The K–M Survival estimates, MI, IPW and DR-IPW strategies work optimally in scenarios where efficacy is not 100% or 0%. When analyzing data with 100% or 0% efficacy, the analysis and reporting of such data results in a significant statistical dilemma when missing outcome data exists. We focus on how to address this problem when applying the K–M method to estimate the cure rates.

3. Here is a hypothetical example: Data simulation and analysis results

The data was simulated in excel (Supplementary appendix) and imported into Stata 16 for analysis. Hypothetically, 200 participants are randomized into two arms of a Malaria efficacy trial. The primary endpoint is defined as the day 42 PCR corrected efficacy. The data set for demonstration was simulated as follows. A set of 100 individuals containing four variables ID, treatment (0 or 1), outcome (0 = success, 1 = failure) and time which was day of outcome measurement were simulated for one arm. There are no failures in this treatment arm with 100 individuals by the end of the trial follow-up period. The outcome variable was recorded as a 0 for all individuals in this arm. Another set of 100 individuals was simulated as the second treatment arm. In this arm, there are five failures with three individuals failing at days 14, 21, 35 respectively and two individuals failing at day 28 (Supplementary appendix). As shown in Table 1, treatment 0, the K–M estimate of the day 42 cure rate (with 95%CI) is 95.0% (88.4%, 97.9%). On the other hand, in treatment 1, the K–M estimate of the day 42 cure rate is not estimated because the cure rate is 100%.

Table 1. Day 42 efficacy estimates by treatment group using the Kaplan–Meier survival method

Note: The analysis was done in Stata 16.

4. Proposed analysis approaches

The following may be plausible ways of addressing this analysis dilemma: (a) In order to address the problem faced when using the K–M for samples with 100% cure rate, we could report the K–M efficacy estimates as the main measure to be reported. Since the K–M estimates will be 100%, it remains true that efficacy estimate from the K–M will be exactly the same as that of the simple proportion. Therefore, the binomial exact confidence intervals provide valid confidence intervals for the K–M cure rates. Thus, the K–M efficacy estimate could be reported together with the binomial exact confidence interval. The advantage of this is that the binomial exact methods can be used to obtain the confidence intervals for the efficacy when the cure rate is 100% or 0%.

Now if we go back to the hypothetical study above and use the binomial exact method to get the day 42 cure rates, the efficacy is 100% 95% (96.4%, 100%) for treatment 1, (Table 2).

Table 2. Day 42 efficacy estimates by treatment group using the binomial exact calculation method

Note: The analysis is done in Stata 16.

^a One-sided, 97.5% confidence interval.

Our recommendation would be to use this approach as much as possible. (b) The second approach may be to use the K–M method to estimate efficacy without associated confidence intervals as the confidence intervals cannot be computed.

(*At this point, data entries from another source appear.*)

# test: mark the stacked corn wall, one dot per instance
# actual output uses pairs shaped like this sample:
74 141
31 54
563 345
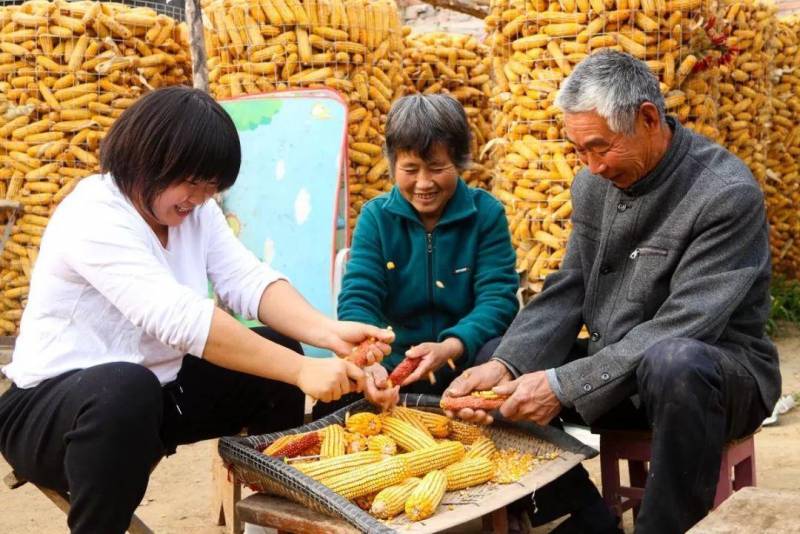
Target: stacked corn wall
461 66
782 183
535 45
67 70
353 46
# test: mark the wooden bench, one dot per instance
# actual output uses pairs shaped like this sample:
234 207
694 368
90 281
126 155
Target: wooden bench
766 511
13 481
288 517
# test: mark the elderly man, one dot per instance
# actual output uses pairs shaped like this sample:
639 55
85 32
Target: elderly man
668 266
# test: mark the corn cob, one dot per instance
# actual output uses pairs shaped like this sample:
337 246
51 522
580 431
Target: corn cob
406 435
369 478
333 442
464 432
468 472
324 469
482 447
364 423
391 501
438 425
411 416
425 498
382 444
430 458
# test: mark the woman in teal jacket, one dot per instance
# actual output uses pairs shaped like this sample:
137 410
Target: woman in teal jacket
433 257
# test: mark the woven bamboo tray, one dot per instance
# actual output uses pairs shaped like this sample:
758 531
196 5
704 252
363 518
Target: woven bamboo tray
274 476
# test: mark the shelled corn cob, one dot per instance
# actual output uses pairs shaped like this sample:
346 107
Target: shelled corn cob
459 65
782 182
535 45
353 46
67 70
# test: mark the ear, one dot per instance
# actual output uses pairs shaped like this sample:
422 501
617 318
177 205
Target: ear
649 116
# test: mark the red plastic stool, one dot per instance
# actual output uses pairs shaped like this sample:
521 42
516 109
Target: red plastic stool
737 470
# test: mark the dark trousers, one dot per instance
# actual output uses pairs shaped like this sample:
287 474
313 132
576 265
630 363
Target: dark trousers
695 397
444 376
97 433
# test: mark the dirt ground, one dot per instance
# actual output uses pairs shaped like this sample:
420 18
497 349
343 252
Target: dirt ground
178 500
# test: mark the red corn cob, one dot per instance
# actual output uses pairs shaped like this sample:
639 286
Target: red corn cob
298 446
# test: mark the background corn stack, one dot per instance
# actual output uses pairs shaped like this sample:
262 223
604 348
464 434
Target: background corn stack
535 45
461 66
782 183
67 70
353 46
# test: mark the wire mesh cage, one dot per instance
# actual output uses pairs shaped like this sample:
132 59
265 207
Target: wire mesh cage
67 71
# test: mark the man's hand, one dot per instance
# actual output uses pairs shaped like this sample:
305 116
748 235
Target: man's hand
479 378
344 335
531 399
375 389
432 356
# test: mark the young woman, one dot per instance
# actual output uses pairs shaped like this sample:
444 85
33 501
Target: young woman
121 354
432 258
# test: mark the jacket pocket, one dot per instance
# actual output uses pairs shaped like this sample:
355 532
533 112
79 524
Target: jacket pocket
649 266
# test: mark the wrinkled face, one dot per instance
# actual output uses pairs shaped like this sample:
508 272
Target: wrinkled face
427 185
177 201
622 159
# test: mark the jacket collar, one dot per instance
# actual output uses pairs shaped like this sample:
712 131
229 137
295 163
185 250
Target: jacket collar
678 148
460 206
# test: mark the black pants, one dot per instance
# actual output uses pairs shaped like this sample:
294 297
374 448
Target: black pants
444 376
695 397
97 433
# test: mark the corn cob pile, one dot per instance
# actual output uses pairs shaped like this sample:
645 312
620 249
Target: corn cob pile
460 66
404 468
67 70
782 183
535 45
353 46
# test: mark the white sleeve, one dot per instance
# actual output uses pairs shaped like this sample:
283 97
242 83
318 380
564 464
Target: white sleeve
117 260
237 275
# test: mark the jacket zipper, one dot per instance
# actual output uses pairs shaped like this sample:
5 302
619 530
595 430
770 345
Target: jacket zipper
647 251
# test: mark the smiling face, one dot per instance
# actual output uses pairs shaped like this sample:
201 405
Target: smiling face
619 158
427 185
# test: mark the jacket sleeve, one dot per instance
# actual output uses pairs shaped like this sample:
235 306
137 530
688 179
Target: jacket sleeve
543 333
364 287
729 251
495 285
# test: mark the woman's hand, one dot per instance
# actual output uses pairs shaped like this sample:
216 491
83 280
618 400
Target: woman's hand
375 389
327 379
344 335
433 356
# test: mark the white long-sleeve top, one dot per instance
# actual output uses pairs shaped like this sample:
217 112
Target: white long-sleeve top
104 289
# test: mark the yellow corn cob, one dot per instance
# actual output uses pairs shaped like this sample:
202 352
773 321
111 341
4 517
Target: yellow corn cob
468 472
369 478
391 501
364 423
464 432
325 469
482 448
409 416
406 435
425 498
382 444
440 455
333 442
437 425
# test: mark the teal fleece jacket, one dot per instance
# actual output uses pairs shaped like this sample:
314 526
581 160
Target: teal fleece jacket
456 281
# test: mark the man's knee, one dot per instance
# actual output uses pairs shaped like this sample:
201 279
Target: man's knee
674 363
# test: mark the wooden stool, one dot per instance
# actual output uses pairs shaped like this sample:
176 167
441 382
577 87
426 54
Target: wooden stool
292 518
737 469
11 480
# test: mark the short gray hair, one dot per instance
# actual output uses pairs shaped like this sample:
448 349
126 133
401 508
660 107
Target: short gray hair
614 85
417 122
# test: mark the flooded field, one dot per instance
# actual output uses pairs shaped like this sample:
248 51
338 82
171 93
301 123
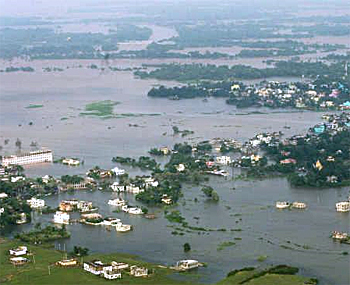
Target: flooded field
245 214
300 238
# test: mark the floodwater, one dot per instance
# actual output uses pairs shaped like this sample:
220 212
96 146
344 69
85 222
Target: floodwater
250 207
298 237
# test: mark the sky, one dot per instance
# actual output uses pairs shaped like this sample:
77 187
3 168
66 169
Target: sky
54 8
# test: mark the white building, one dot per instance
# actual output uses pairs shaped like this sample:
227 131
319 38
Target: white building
3 195
120 265
61 218
166 200
138 271
118 188
28 158
118 171
134 189
17 178
21 250
112 274
150 181
22 219
343 206
224 160
180 167
117 202
36 203
96 267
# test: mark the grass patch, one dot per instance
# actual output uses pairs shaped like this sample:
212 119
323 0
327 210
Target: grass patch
225 244
262 258
37 273
103 109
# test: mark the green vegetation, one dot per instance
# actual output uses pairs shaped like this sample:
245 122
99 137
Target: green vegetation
102 109
44 43
37 273
80 251
321 159
41 235
197 72
224 244
174 217
187 247
210 193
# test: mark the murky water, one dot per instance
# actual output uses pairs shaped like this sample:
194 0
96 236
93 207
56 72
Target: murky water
249 207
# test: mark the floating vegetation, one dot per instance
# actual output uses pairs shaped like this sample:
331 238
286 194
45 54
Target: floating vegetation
34 106
224 244
262 258
104 110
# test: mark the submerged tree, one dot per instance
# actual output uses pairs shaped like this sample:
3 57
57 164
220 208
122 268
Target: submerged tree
187 247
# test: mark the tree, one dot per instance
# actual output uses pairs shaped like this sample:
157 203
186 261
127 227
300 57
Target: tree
215 196
208 191
80 251
187 247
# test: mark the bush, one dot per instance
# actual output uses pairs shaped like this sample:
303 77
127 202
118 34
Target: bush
187 247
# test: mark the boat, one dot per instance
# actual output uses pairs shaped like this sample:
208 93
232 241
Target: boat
282 205
188 264
219 173
135 211
119 227
343 206
110 222
125 208
339 235
117 202
299 205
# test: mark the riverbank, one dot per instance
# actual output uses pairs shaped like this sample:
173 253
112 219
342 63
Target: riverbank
41 270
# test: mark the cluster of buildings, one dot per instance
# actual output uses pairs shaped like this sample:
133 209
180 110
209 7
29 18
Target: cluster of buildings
138 186
301 96
70 161
114 269
35 203
17 255
75 205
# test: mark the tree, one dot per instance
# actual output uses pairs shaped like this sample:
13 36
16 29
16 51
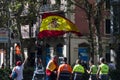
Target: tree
94 13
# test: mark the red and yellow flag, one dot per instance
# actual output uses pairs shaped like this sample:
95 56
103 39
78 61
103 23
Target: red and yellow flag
54 25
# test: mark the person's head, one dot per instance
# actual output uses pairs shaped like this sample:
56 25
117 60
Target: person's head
18 63
78 61
64 60
102 60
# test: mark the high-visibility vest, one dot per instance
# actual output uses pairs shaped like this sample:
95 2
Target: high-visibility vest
94 69
65 67
78 68
51 65
104 69
18 51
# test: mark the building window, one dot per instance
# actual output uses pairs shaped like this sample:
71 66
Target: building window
107 4
107 26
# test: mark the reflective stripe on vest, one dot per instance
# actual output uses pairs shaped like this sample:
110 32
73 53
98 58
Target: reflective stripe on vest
78 68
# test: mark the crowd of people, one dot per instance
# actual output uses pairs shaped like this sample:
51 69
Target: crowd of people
65 71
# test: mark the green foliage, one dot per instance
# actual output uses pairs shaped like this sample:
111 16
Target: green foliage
115 75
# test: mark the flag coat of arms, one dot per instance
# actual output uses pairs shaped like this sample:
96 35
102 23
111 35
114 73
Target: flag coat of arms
53 25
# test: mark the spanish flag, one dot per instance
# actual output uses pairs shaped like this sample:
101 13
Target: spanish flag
53 25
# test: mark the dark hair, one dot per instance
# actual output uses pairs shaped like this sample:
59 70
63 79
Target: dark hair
91 61
78 61
18 63
102 59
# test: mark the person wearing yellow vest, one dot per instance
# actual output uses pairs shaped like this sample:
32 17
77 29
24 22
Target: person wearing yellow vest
78 71
64 71
93 70
103 70
51 69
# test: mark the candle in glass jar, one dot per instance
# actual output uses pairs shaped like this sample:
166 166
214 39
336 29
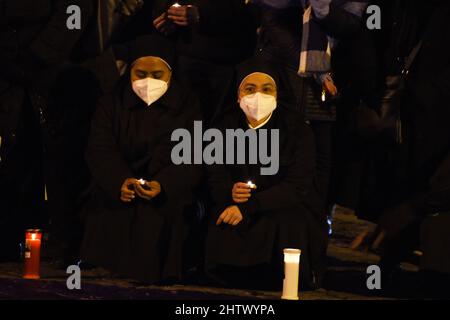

Comparisons based on p-values may be performed using the different variations of the Logrank test. The unfortunate thing about this second approach is that uncertainty of the efficacy estimates is not reflected due to missing confidence intervals. In addition, the Logrank test is not robust in this case for the reasons given above compared to using Fisher’s exact test.